We will move beyond the code to look at the execution traces and memory profiles of a 6-billion-row inference job. Using Flame graphs, we will visualize the CPU time spent in serialization versus actual prediction across three scenarios: standard pandas_udf, optimized mapInPandas, and SynapseML. This forensic analysis reveals the hidden costs of pickling and the impact of JNI context switching when bypassing the Python Global Interpreter Lock (GIL).

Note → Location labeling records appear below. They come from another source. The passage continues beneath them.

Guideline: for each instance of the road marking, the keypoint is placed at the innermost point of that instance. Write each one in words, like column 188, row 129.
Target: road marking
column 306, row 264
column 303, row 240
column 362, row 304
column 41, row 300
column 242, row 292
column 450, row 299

The session concludes with a focus on tuning for throughput. We will explore the delicate balance of configuring spark.sql.execution.arrow.maxRecordsPerBatch, demonstrating how to find the "Goldilocks" zone that maximizes CPU saturation without causing JVM off-heap memory crashes. Attendees will gain a deep understanding of the memory hierarchy involved in distributed inference and practical strategies for profiling serialization overhead in production.

Key Takeaways:

  • Internals Knowledge: Understand exactly how data moves from JVM heap to Python worker memory.

  • Tuning Skills: Learn how to configure Apache Arrow batch sizes to optimize CPU saturation.

  • Profiling Techniques: Discover methods for profiling distributed Spark jobs to visualize serialization overhead.


Expected audience expertise in your talk's domain:: Intermediate Expected audience expertise in Python:: Advanced

Currently solving the MLOps puzzle at Zalando, ensuring our pricing recommendation algorithms are as streamlined as my swimming technique. I spend my days shaping ML standards at scale and my free time training in the real world.

My life in two modes:

  1. Running pipelines & Diving deep into infrastructure.

  2. Running trails & Diving into the ocean.

Always looking to optimize the former to make more time for the latter."